La siesta, ese tiempo destinado para descansar y hasta para dormir, después de comer, es una de las buenas cosas que se nos han perdido en esa locura de la prisa que nos inficionó a todos el siglo anterior. Fue uno de los bienes, no que le envidié sino que aspiré a heredar de mi tío Manuel.
Otras fueron despertar tarde, leer “El Siglo” en la cama y desayunar allí mismo, (como entonces hacían en todas partes, todos los que se respetaban a sí mismos, Churchill por ejemplo, aunque él lo que leía era el “Times”); no se me hizo, porque cuando pude haberme iniciado, prácticamente el trabajo me devoraba a diario; por las noches me dejaba en la cama más muerto que vivo para que el sueño hiciera su labor de resucitarme a oscuras, como el amor, que es la otra manera de hacer volver a la vida a los trabajadores.
Ahora la siesta, como que nos avergüenza porque los creadores de empleos le han dado patente de flojera a quienes hacen esfuerzos por practicarla.
Los norteamericanos, por ejemplo, serían incapaces de poner en sus escaparates algún aviso diciendo que están descansando y sin embargo, hace apenas un par de años todavía pude ver en un aparador comercial de Sevilla, España, un letrero que, con toda cortesía avisaba a sus clientes no volver de haber ido a dormir la siesta sino hasta las cuatro de la tarde.
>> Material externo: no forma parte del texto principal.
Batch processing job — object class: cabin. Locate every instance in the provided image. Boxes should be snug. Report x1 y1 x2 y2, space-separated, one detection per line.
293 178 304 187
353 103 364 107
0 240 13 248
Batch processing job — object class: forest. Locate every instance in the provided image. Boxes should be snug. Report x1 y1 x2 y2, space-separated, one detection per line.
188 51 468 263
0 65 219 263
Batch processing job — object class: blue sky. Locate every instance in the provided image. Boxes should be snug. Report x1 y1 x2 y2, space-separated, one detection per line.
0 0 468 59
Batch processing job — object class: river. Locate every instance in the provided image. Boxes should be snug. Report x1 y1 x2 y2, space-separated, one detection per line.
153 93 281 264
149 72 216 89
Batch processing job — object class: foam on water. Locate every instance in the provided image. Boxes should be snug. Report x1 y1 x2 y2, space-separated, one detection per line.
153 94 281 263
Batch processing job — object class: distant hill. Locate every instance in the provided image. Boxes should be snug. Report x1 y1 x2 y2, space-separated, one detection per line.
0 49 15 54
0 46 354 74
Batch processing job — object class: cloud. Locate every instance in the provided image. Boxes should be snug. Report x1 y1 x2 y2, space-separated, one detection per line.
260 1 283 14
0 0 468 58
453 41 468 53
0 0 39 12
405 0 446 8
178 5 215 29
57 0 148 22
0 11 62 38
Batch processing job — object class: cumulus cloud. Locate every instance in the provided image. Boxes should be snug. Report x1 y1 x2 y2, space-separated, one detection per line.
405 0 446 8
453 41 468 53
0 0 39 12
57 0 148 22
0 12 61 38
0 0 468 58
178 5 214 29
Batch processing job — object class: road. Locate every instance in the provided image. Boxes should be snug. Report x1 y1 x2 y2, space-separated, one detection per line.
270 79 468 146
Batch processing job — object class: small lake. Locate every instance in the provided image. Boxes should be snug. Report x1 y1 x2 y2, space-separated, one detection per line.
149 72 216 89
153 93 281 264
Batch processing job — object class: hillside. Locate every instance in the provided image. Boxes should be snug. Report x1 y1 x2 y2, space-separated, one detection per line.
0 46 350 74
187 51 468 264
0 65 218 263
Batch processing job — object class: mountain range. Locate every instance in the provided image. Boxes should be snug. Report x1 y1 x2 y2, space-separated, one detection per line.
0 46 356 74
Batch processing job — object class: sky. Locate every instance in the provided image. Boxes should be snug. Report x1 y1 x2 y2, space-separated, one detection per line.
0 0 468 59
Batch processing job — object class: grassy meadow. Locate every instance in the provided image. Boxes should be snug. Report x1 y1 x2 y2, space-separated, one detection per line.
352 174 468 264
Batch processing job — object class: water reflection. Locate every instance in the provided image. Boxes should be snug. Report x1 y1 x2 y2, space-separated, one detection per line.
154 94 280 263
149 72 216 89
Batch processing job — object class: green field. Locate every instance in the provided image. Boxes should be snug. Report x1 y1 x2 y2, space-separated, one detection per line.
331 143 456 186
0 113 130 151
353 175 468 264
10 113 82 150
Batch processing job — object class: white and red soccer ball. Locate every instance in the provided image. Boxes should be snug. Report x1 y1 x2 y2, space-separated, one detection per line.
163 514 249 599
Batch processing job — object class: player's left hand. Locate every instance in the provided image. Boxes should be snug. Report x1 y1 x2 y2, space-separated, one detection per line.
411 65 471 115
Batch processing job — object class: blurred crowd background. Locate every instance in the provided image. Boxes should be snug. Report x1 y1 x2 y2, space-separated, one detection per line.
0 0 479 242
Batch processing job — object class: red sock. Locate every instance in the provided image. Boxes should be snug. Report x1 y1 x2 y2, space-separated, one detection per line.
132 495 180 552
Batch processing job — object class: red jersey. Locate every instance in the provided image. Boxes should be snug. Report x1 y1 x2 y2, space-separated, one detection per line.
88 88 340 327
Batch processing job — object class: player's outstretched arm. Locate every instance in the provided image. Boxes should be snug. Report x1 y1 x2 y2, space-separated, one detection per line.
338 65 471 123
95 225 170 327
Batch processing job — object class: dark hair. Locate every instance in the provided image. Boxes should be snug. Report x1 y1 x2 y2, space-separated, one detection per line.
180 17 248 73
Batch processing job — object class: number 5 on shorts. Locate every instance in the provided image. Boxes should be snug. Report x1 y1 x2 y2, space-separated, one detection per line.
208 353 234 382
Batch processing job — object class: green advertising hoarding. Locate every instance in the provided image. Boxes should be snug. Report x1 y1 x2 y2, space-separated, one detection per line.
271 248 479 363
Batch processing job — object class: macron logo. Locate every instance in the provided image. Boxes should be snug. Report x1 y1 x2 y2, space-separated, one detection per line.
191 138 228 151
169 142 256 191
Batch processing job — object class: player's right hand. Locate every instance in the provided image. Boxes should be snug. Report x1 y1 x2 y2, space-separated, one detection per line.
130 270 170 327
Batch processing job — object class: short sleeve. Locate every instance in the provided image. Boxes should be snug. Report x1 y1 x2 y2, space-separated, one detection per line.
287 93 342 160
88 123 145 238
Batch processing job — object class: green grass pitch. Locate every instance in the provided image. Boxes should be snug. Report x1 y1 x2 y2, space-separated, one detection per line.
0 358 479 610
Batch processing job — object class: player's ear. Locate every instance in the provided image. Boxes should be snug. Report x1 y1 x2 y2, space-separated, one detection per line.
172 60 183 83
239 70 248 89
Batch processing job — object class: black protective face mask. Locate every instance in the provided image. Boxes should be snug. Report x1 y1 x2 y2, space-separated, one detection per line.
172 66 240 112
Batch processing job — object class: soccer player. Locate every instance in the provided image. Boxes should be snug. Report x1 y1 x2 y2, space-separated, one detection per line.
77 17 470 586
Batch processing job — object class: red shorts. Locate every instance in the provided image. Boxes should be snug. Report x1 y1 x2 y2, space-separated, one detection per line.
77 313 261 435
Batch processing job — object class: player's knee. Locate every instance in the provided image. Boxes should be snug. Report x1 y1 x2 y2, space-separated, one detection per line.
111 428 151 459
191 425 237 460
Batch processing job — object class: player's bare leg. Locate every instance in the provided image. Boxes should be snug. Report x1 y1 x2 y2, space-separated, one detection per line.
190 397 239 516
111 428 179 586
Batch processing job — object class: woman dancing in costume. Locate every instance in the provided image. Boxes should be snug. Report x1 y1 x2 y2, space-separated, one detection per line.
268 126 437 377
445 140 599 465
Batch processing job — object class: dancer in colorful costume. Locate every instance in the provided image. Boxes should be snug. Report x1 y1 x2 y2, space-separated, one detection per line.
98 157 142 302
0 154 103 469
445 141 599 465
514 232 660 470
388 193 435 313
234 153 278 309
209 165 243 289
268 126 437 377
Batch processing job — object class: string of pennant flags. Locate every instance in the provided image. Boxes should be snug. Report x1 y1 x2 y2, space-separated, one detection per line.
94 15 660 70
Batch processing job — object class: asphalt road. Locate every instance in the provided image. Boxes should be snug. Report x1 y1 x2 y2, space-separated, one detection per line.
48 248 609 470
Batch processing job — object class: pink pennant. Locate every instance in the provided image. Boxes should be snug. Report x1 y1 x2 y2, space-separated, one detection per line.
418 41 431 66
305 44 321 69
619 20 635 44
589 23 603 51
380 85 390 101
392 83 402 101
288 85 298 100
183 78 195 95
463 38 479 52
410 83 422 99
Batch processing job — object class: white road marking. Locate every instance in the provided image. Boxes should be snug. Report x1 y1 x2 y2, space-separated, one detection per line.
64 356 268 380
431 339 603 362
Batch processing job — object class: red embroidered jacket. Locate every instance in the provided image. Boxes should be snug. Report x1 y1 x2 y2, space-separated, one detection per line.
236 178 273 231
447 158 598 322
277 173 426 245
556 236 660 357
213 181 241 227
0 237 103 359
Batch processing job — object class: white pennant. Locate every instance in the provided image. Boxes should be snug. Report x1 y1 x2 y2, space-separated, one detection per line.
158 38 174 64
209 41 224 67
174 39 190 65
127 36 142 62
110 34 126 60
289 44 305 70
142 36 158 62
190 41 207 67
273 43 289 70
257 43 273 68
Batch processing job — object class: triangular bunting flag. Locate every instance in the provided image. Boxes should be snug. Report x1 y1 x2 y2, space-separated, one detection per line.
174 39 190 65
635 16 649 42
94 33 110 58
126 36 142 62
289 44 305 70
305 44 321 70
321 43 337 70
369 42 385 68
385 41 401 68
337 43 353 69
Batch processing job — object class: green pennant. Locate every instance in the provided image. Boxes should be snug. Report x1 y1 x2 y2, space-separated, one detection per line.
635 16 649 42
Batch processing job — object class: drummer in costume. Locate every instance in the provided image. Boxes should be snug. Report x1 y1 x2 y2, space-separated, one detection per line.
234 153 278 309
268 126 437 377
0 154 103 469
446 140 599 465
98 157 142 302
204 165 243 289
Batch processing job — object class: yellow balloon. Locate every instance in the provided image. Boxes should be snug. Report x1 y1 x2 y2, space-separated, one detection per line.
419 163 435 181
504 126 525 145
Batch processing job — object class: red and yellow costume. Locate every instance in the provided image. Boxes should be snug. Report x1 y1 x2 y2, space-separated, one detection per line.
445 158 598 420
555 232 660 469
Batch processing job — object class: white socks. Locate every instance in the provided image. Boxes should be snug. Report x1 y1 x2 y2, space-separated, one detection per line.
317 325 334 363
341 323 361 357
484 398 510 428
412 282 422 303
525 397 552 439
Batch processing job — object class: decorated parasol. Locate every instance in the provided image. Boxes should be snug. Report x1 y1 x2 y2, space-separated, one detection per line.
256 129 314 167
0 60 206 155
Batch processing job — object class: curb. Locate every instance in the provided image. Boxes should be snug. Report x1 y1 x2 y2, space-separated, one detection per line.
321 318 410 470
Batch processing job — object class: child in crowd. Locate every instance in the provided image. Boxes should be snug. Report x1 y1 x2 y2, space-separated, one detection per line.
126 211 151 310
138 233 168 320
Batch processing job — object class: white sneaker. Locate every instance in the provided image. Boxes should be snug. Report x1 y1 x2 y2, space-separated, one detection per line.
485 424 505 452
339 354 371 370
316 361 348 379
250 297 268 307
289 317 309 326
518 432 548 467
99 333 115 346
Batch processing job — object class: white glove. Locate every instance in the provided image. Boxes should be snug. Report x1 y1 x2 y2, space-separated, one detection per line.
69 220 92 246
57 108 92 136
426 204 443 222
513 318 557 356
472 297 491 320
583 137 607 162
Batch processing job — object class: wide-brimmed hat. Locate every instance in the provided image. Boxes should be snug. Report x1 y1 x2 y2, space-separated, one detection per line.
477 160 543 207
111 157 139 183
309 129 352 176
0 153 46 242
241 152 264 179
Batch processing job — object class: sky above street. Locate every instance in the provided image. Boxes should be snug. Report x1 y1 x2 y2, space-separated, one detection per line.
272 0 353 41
Y es que esa costumbre de la siesta, como la del café, pertenecen a pueblos y hombres felices. O al menos, a hombres y a pueblos que obtienen fácilmente la felicidad por radicarla más acá, o más allá, pero mucho más allá del dinero. El café, por ejemplo –a unos les gusta bien cargado y sin azúcar, a otros bien almibarado, inclusive hay quien lo prefiere con sal, ¿verdad, Manuelito?, pero a todos sin leche –ahuyenta el sueño, despierta los recuerdos, aviva la memoria y aguza el ingenio. Y alrededor de una mesa la charla va de un lado a otro enlazando amistades macizas y cordiales.
Por supuesto hay quienes miran esta costumbre del café –no de cualquier hora, que ha de ser el de las once de la mañana o el de las cinco de la tarde– como una pérdida de tiempo. Éstos son aquellos que tampoco le conceden rango a la siesta y para los cuales “el tiempo es oro”, nada más y para los cuales las guerras son preferibles a la fraternidad.
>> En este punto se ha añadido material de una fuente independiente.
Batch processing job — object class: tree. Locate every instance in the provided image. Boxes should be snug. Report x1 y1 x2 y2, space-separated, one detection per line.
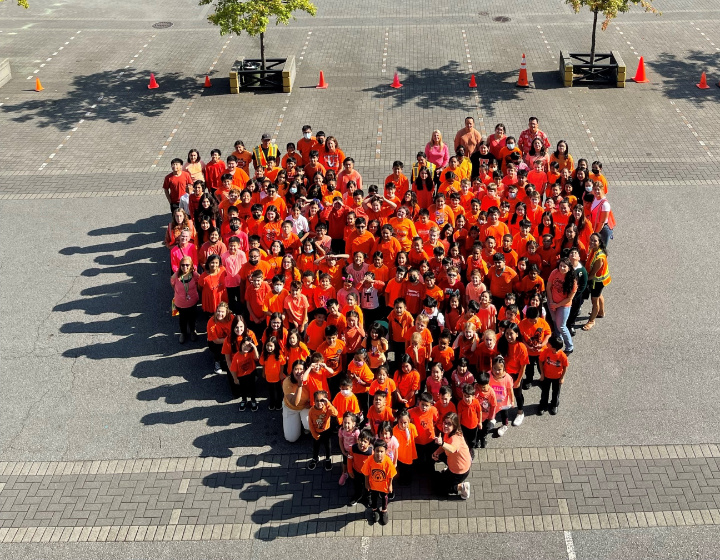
0 0 30 10
200 0 317 70
565 0 660 64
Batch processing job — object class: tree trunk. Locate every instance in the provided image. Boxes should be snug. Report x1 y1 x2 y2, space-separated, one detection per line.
588 8 598 64
260 30 268 70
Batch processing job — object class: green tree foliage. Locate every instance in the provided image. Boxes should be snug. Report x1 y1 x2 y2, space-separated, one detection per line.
200 0 317 69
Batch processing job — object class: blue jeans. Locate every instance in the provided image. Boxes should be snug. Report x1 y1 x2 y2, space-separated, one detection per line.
550 306 573 351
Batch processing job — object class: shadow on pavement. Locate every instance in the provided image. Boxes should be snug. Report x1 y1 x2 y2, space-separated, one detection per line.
363 60 520 117
2 69 202 131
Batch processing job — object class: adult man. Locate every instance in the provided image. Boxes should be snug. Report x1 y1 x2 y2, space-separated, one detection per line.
455 117 482 156
518 117 550 154
253 132 280 171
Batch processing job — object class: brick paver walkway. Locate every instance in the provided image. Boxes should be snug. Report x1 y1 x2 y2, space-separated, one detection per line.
0 444 720 542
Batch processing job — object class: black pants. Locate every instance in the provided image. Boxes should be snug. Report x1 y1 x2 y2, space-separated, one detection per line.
313 429 332 461
370 490 388 511
525 355 540 383
478 415 496 443
226 286 243 315
268 381 283 409
177 305 197 334
540 378 562 410
353 469 367 503
510 373 525 412
462 426 478 449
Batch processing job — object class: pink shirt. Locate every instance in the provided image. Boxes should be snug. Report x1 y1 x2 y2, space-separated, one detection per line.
220 251 247 288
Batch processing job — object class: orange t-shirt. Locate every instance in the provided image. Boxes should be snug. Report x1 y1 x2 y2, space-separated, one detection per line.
361 455 397 494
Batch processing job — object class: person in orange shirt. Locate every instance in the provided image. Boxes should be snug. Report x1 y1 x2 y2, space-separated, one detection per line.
385 161 410 199
260 336 286 410
362 440 397 525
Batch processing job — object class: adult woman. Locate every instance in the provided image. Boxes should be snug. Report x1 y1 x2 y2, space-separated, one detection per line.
183 148 205 182
545 259 577 354
550 140 575 173
425 130 450 173
170 229 198 272
165 208 196 249
432 412 472 500
319 136 345 173
170 256 200 344
413 167 435 208
282 360 310 443
590 181 615 247
525 138 550 173
582 233 610 331
487 123 506 159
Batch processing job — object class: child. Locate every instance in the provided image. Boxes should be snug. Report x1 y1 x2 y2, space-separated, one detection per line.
538 334 570 416
367 391 395 436
475 371 497 449
347 348 374 413
362 440 397 525
490 356 515 437
393 410 418 485
335 412 360 486
260 336 286 410
410 392 440 469
348 428 374 506
457 383 482 449
378 422 400 501
452 358 475 402
308 391 337 471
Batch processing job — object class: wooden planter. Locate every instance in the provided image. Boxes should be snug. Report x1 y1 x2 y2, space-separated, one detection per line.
560 51 627 87
230 56 295 93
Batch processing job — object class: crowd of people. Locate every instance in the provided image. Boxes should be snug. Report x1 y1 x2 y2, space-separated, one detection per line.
163 117 615 524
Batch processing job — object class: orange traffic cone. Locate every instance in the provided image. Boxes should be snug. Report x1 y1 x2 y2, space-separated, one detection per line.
515 53 530 87
315 70 328 89
695 72 710 89
633 56 650 84
390 72 402 89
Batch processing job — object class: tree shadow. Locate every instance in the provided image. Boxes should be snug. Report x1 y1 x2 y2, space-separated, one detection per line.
363 60 521 117
202 447 442 541
647 50 720 105
2 68 197 131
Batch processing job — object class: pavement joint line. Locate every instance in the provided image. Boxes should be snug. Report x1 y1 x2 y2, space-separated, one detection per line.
26 31 82 80
38 31 157 171
460 29 487 139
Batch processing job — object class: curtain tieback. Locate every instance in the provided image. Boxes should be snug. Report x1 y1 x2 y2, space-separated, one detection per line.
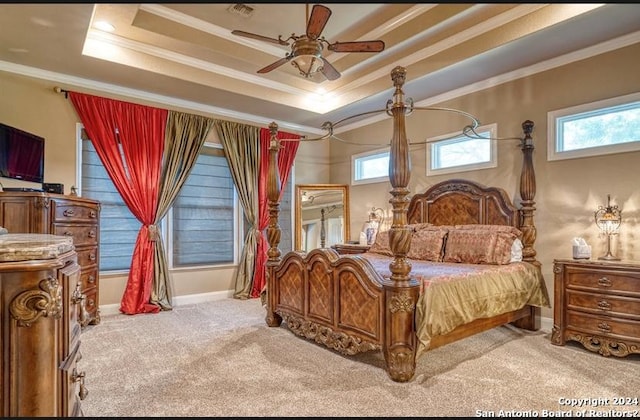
147 225 160 242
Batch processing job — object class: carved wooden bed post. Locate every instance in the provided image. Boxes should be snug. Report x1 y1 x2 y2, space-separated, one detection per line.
520 120 540 267
513 120 542 331
383 66 419 382
265 122 282 327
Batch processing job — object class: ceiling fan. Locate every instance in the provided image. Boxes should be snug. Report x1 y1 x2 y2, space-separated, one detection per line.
231 3 384 80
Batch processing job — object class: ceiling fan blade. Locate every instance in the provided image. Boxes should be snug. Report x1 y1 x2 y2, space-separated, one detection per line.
231 30 289 45
258 55 291 73
327 40 384 52
307 4 331 39
321 57 340 80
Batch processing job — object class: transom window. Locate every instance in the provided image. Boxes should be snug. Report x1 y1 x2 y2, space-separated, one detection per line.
547 93 640 160
427 124 498 175
351 148 389 185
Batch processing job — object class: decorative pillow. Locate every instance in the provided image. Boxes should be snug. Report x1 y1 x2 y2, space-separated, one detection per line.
443 229 517 264
407 226 449 262
511 238 524 262
368 230 393 257
454 225 522 238
408 223 433 232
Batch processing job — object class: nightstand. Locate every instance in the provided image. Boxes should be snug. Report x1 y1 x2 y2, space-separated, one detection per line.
331 243 371 255
551 259 640 357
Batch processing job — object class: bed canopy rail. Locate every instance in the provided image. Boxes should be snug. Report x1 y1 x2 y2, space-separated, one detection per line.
264 66 540 382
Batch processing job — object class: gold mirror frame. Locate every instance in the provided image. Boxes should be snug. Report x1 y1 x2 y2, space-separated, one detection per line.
294 184 350 252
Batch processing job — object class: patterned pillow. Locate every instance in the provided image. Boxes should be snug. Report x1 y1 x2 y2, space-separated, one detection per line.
407 226 449 262
368 230 393 257
407 223 433 232
454 225 522 239
443 229 517 264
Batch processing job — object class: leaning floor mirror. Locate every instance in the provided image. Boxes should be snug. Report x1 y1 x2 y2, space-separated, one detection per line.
294 184 350 252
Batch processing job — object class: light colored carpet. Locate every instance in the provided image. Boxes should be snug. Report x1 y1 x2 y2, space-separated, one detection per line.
79 299 640 417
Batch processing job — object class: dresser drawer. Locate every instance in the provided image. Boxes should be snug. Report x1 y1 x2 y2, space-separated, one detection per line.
82 288 98 318
80 267 98 290
566 267 640 297
567 310 640 340
566 290 640 321
76 247 98 271
60 344 88 417
53 202 98 223
51 223 98 247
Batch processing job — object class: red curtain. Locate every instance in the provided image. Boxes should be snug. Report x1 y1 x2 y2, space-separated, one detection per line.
69 92 168 315
250 128 300 298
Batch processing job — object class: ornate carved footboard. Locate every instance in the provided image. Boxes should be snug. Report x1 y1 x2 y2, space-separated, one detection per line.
269 248 385 355
266 67 540 382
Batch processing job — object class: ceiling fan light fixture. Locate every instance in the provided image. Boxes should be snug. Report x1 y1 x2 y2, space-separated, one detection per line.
291 37 324 79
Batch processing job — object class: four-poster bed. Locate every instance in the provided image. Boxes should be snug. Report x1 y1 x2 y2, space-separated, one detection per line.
266 67 548 382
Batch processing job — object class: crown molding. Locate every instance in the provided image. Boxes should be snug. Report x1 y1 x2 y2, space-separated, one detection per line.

Hablando de lo mismo, pero de otras cosas, algo que yo creo que se nos ha perdido, aunque a lo mejor sea sólo que ya no entro a tantas casas como entraba antes, porque la mayoría de mis amigos fueron más impacientes que yo y se fueron ya a donde sea que uno se vaya al terminar aquí, son las mecedoras. Creo que es un mueble descontinuado. Fue una especie de hamaca de tierra. Sus pies eran semicirculares y por las noches eran las primeros en ser sacadas a las calles de esta ciudad, frente a las puertas de las casas, por la primera en ganarlas, que luego, a lo mejor, las cedía al esposo o al padre, pero que, de todas maneras, propiciaba a su usuario una especie de siesta hablantina, antes, por supuesto de la radio y no se diga de la televisión.
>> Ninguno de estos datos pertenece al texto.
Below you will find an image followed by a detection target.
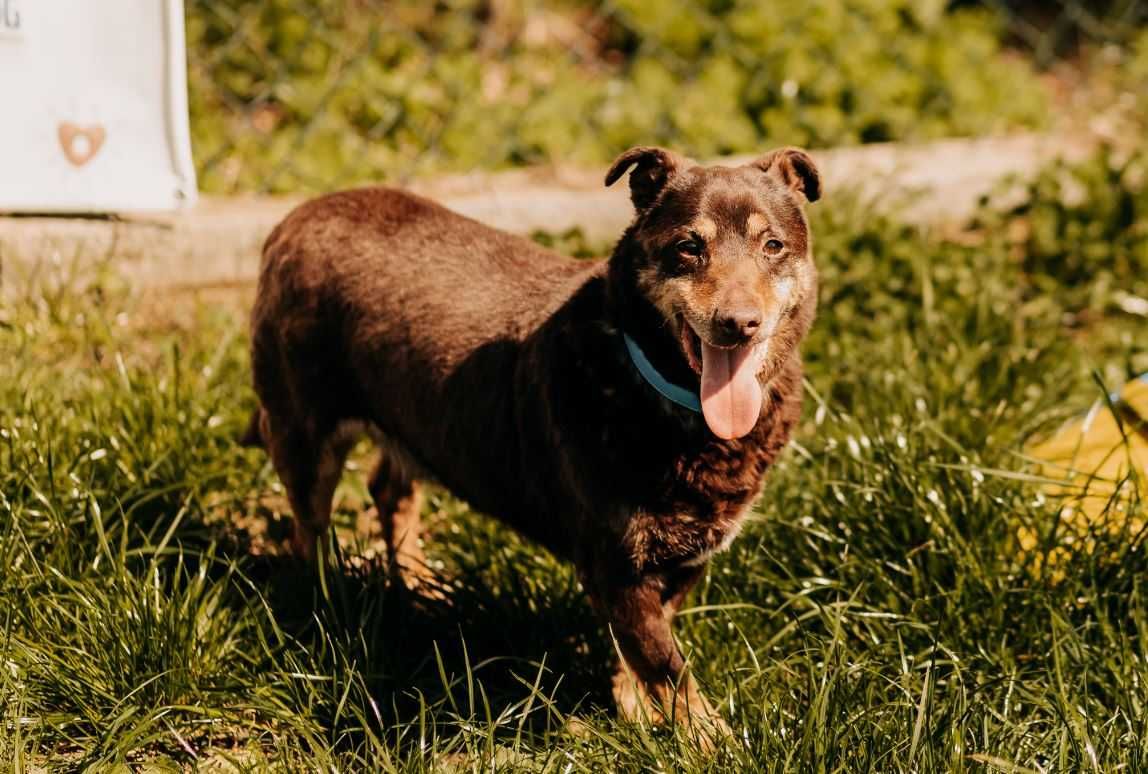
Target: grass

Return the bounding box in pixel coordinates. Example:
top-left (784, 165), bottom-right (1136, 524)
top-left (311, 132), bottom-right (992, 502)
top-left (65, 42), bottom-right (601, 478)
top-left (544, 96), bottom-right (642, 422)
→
top-left (0, 148), bottom-right (1148, 772)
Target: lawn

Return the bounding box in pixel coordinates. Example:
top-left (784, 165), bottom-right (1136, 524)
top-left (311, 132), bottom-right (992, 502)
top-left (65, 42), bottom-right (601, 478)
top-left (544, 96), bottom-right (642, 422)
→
top-left (0, 148), bottom-right (1148, 772)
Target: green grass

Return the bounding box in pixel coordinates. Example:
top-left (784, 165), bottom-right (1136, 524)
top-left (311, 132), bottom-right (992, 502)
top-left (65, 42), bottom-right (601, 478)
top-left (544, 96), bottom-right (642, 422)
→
top-left (0, 148), bottom-right (1148, 772)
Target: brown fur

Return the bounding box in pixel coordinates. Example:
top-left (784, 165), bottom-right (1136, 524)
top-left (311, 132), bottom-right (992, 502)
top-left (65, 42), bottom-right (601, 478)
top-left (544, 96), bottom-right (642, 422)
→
top-left (249, 148), bottom-right (820, 739)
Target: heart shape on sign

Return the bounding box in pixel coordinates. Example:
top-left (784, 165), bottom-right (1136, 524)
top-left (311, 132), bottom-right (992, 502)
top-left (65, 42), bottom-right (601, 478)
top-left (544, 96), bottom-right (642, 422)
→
top-left (57, 121), bottom-right (108, 167)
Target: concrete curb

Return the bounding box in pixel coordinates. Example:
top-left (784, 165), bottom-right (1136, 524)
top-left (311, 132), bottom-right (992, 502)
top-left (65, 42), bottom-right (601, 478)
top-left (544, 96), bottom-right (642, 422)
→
top-left (0, 134), bottom-right (1094, 291)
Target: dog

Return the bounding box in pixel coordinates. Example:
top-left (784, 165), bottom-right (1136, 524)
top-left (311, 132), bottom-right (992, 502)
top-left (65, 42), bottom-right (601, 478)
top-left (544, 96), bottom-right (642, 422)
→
top-left (249, 147), bottom-right (821, 730)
Las mecedoras propiciaron en nuestra ciudad naciente, dentro de casa, en las salas o en los jardines, la lectura terminal de “El Siglo” que no se concluía en el desayuno o en el almuerzo. Su vaivén, durante el día, le quitaba gravedad a la vida y sus problemas. No era lo mismo sentarse en sillas, eso era para las pláticas graves. Los padres usaban las mecedoras cuando lo que tenían que decirse era alegre; el último chiste de las comadres, pongamos por caso, pero si usaban las sillas, o el chico iba más que mal en sus estudios o la hija había dado el temido mal paso.
Las siestas y las mecedoras, son algo que si no se ha perdido del todo, siguen un camino que las va a perder y del cual no hay quién las salve.